Marshall Schor wrote:
> Thilo Goetz wrote:
>> Bhavani Iyer wrote:
>>> Hi Thilo,
>>>
>>> There are two separate requirements being addressed here:
>>> 1) delta CAS for optimizing remote services.
>>> Here its agreed that there should be no measurable overhead when
>>> there
>>> is no remoting.
>>> There will be a single test against the high water mark. The high
>>> water mark defaults to 0. Only when the high
>>> water mark is set to a value greater than 0 is logging of CAS
>>> operations on FSs below the high water mark enabled.
>>> 2) Journaling for debugging aggregate components.
>>> This capability is for Core UIMA as well as for remote services.
>>> This
>>> will have some additional overhead and will be have to be explicitly
>>> enabled
>>> by the aggregate controller for a component.

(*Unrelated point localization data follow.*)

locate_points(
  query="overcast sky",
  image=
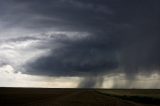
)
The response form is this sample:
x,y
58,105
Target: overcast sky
x,y
80,43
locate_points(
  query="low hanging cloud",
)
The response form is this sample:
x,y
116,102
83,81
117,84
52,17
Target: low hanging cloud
x,y
94,37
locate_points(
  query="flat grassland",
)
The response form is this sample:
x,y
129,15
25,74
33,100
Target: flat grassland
x,y
78,97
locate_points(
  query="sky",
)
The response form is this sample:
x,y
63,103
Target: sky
x,y
80,43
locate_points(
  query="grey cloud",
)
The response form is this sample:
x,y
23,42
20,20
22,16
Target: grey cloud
x,y
123,35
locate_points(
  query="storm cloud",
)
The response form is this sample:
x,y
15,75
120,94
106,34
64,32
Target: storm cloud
x,y
95,37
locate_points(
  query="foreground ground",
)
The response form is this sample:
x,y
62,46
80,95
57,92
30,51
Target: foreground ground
x,y
78,97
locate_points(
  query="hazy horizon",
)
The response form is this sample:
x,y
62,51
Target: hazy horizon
x,y
80,43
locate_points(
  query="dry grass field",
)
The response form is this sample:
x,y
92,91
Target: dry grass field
x,y
78,97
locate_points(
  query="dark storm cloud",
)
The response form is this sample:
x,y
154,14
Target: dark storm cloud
x,y
123,34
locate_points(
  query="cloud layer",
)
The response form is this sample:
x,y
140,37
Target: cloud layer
x,y
81,38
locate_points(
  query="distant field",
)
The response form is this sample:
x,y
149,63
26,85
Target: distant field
x,y
78,97
155,93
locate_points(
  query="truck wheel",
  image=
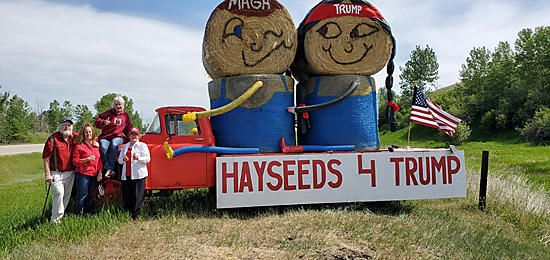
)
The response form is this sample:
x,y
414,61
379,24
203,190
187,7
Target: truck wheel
x,y
166,193
212,194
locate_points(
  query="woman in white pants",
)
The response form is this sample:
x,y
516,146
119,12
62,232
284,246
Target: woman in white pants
x,y
58,167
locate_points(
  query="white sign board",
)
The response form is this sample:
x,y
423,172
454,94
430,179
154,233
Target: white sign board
x,y
265,180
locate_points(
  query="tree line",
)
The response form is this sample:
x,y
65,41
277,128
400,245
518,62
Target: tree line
x,y
503,89
20,124
507,88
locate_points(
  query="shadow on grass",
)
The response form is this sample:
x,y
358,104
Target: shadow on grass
x,y
195,203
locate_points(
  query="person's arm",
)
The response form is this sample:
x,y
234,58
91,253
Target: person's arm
x,y
99,122
128,126
46,154
77,161
99,169
47,174
121,155
144,155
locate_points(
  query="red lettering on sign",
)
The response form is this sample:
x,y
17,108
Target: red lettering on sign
x,y
439,166
371,171
260,172
301,173
396,161
287,172
424,181
275,175
450,170
410,169
226,175
246,180
338,174
319,184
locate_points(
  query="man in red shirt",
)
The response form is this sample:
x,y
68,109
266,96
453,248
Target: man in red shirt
x,y
115,125
58,167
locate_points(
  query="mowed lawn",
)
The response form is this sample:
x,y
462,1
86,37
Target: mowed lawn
x,y
187,225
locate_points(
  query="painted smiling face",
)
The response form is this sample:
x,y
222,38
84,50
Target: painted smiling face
x,y
248,37
342,38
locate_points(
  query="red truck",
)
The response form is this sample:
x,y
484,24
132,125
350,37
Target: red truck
x,y
291,177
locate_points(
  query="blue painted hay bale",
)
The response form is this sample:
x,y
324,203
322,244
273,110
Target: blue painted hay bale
x,y
262,120
353,121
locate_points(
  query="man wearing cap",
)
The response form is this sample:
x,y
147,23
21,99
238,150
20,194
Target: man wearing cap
x,y
114,124
58,167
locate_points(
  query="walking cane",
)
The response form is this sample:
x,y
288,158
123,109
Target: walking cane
x,y
45,201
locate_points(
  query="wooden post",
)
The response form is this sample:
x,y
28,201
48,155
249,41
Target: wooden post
x,y
483,180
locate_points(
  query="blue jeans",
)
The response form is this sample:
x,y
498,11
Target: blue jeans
x,y
109,150
85,188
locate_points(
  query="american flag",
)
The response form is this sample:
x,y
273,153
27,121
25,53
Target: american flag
x,y
428,113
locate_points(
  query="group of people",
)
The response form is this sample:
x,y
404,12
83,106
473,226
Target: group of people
x,y
77,158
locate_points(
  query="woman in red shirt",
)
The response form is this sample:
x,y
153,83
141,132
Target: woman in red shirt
x,y
88,167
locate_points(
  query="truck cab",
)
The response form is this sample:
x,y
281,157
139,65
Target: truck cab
x,y
191,170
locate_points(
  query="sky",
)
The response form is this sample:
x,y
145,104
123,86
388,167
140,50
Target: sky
x,y
151,51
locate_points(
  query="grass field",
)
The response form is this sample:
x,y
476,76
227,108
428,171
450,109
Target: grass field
x,y
515,224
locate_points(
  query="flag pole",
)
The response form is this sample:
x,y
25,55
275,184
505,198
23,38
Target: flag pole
x,y
409,138
410,122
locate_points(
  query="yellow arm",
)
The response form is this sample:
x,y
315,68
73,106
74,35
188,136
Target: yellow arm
x,y
192,116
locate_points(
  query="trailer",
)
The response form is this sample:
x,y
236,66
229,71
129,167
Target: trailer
x,y
291,177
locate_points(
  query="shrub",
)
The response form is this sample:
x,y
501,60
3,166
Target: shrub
x,y
537,130
462,132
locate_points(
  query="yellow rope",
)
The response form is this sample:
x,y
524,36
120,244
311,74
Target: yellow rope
x,y
192,116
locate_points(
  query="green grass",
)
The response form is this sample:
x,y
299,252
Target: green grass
x,y
20,168
22,194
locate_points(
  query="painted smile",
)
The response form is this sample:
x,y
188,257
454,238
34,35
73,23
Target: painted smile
x,y
254,48
367,49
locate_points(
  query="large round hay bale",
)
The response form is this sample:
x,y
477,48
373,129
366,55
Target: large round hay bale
x,y
262,120
249,37
354,121
350,37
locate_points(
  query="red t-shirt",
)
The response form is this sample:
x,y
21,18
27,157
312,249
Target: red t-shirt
x,y
89,168
119,127
64,152
129,162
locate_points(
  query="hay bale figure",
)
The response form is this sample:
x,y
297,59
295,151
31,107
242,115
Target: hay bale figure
x,y
246,41
342,37
249,37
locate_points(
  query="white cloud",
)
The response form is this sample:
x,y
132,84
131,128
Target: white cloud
x,y
453,28
71,53
77,53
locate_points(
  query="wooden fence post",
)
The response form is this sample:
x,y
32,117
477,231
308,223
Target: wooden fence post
x,y
483,180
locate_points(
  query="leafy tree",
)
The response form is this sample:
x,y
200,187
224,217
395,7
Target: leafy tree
x,y
106,103
17,120
421,70
4,97
55,113
537,130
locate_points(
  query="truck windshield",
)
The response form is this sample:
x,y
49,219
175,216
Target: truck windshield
x,y
154,128
176,126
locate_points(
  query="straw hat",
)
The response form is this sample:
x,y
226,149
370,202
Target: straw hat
x,y
249,37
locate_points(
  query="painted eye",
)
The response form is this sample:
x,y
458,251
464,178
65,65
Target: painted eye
x,y
233,27
330,30
363,30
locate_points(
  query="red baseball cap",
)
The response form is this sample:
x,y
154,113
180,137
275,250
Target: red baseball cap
x,y
134,130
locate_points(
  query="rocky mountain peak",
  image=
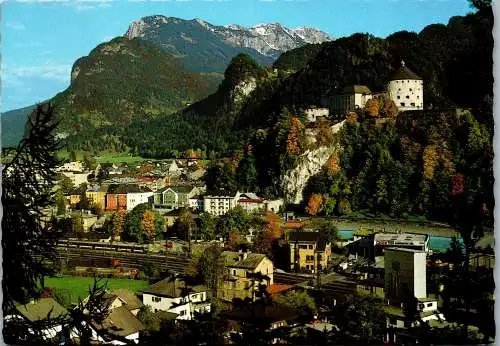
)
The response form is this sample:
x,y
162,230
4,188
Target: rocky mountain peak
x,y
268,39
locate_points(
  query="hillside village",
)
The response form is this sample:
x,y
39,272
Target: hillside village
x,y
268,262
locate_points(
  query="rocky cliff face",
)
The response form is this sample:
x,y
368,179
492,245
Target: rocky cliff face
x,y
243,89
311,162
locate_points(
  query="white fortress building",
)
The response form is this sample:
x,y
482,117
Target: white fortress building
x,y
406,89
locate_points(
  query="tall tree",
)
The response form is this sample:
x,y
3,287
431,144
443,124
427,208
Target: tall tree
x,y
148,226
118,223
28,178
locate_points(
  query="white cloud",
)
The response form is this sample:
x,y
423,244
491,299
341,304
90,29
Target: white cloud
x,y
15,74
15,25
29,44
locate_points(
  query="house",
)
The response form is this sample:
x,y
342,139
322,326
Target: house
x,y
38,310
349,99
250,202
75,166
309,251
121,324
406,89
123,297
273,315
275,290
126,196
427,309
174,197
174,170
73,197
176,296
97,196
134,198
219,203
196,202
88,219
241,274
115,170
77,178
312,114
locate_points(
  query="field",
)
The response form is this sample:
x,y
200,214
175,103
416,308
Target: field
x,y
119,158
79,286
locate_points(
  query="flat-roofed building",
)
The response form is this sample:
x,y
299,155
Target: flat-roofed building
x,y
405,273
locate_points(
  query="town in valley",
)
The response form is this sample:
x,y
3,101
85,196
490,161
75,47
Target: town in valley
x,y
318,191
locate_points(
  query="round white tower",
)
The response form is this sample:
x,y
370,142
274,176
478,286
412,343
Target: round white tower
x,y
406,89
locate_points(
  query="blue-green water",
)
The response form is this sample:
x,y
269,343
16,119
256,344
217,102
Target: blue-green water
x,y
435,243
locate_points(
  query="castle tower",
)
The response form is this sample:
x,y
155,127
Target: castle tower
x,y
406,89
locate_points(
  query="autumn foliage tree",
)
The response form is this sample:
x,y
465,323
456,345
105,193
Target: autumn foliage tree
x,y
430,159
270,233
314,204
293,140
333,164
234,239
389,109
372,108
148,226
118,222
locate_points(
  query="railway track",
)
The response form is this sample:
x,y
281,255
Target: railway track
x,y
97,258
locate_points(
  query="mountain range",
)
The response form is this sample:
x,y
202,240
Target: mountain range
x,y
160,65
209,48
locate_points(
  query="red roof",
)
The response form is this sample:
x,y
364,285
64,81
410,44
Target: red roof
x,y
278,288
250,200
292,224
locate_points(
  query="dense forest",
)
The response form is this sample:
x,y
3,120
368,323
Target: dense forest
x,y
119,82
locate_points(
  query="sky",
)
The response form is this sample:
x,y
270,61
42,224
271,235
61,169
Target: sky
x,y
41,39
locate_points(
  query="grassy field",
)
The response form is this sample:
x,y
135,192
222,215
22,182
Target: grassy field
x,y
79,286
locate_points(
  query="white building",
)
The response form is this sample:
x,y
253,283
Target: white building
x,y
312,114
196,202
406,89
174,296
136,198
219,204
405,269
76,166
38,310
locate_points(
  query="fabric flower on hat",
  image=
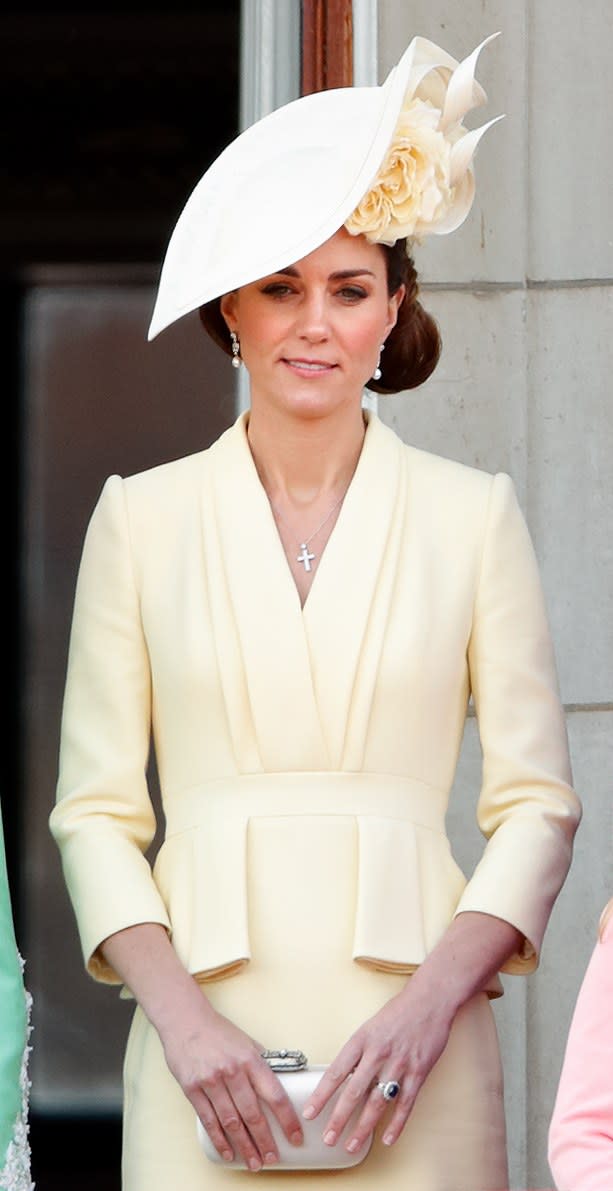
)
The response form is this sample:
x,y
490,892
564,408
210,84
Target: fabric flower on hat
x,y
425,184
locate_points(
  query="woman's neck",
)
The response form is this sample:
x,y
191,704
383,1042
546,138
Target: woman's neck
x,y
304,461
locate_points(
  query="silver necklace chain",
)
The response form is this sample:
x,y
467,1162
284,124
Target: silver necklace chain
x,y
305,556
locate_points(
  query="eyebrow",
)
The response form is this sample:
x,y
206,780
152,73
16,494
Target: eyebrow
x,y
339,275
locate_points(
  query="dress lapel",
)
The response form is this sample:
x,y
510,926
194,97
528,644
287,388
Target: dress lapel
x,y
258,619
351,593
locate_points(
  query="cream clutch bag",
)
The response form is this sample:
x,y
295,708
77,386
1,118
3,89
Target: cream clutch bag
x,y
299,1080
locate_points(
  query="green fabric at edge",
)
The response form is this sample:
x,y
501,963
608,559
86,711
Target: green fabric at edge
x,y
13,1016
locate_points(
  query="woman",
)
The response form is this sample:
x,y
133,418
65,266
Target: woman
x,y
14,1032
581,1129
301,612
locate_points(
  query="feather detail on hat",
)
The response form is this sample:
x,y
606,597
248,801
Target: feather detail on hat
x,y
425,184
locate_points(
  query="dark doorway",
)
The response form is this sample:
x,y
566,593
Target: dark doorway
x,y
110,118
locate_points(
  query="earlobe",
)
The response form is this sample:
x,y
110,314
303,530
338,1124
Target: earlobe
x,y
227,307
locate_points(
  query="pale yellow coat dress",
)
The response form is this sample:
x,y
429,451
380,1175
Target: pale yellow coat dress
x,y
305,760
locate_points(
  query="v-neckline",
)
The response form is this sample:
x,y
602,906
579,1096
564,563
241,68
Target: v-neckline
x,y
294,671
354,481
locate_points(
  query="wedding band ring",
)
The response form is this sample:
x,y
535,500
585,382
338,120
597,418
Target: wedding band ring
x,y
389,1089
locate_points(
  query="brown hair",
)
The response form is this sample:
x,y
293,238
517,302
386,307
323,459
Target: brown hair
x,y
412,347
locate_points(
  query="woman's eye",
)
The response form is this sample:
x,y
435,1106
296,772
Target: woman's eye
x,y
277,290
352,293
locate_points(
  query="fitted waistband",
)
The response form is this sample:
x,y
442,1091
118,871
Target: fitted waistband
x,y
270,794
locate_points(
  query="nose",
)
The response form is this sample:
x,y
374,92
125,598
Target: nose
x,y
313,317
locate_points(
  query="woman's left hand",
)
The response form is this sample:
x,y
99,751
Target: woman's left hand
x,y
401,1042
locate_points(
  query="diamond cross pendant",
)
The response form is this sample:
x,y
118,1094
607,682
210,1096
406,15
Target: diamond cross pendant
x,y
305,557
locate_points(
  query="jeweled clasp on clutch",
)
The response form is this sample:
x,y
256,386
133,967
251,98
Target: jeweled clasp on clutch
x,y
286,1060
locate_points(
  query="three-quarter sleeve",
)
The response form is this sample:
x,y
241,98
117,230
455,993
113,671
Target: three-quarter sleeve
x,y
581,1128
527,809
102,820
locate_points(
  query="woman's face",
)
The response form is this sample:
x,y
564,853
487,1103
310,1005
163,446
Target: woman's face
x,y
311,334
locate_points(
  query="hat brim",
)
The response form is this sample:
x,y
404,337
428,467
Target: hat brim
x,y
285,186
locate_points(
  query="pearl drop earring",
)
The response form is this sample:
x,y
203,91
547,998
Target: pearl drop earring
x,y
236,350
377,374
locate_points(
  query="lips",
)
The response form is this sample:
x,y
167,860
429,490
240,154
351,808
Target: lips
x,y
310,365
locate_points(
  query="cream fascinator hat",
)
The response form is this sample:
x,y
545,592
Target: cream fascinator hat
x,y
387,162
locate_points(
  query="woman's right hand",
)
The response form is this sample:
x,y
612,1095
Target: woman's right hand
x,y
218,1066
223,1074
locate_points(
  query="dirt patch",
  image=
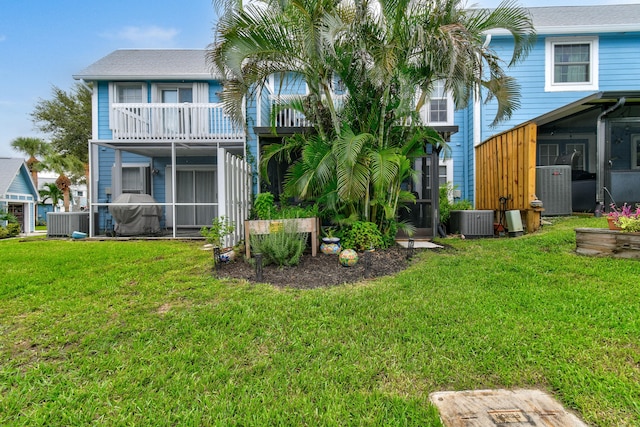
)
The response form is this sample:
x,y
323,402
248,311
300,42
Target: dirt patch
x,y
322,270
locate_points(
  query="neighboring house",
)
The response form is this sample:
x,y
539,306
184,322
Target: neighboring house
x,y
18,194
580,87
78,200
159,131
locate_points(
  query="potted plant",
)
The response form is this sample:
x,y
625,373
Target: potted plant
x,y
330,244
216,234
625,218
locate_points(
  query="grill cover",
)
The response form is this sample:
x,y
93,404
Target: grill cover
x,y
136,218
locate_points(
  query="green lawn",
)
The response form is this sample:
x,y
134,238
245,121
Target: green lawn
x,y
140,333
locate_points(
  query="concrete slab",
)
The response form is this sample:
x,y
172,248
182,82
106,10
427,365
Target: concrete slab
x,y
504,408
419,244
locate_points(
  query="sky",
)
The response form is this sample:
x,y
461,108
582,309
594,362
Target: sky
x,y
44,42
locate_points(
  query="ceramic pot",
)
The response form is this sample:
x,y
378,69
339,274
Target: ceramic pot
x,y
348,258
330,248
612,224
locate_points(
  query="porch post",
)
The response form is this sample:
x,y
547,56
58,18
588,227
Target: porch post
x,y
435,190
116,183
90,190
601,152
173,187
222,183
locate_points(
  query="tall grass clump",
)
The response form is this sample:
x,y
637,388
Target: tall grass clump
x,y
283,247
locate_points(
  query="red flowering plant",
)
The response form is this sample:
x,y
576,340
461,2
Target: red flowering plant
x,y
627,217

Basically the aggregate
>>> controller enables journaling by setting the high water mark before
>>> the call
>>> to process.
>>>
>>> Regarding using the high water mark, this is already being used for
>>> merging
>>> CAS.
>>
>> That's not a good thing, and certainly no justification of using
>> the same design here.
> Can you say more about why this is not a good thing? I see it as an
> internal design detail.
Precisely. It's an implementation detail of the CAS heap that
we should be able to change -- that we must be able to change
if we would like to improve on the heap. The CAS heap and
in particular the way it grows is a major performance bottleneck
for large documents. If we have other parts of UIMA depend on
the (bad) implementation details now, we'll never be able to
improve on the design.
>> I thought you needed to keep a list of the
>> added FSs anyway.
> I don't think such a list is kept. There is a list of modified FSs
> below below the high water mark, and a list of things
> added/removed/modified with the indexes (in other words, if new feature
> structures were added, but not indexed, they would not be in any list).
>
> -Marshall
|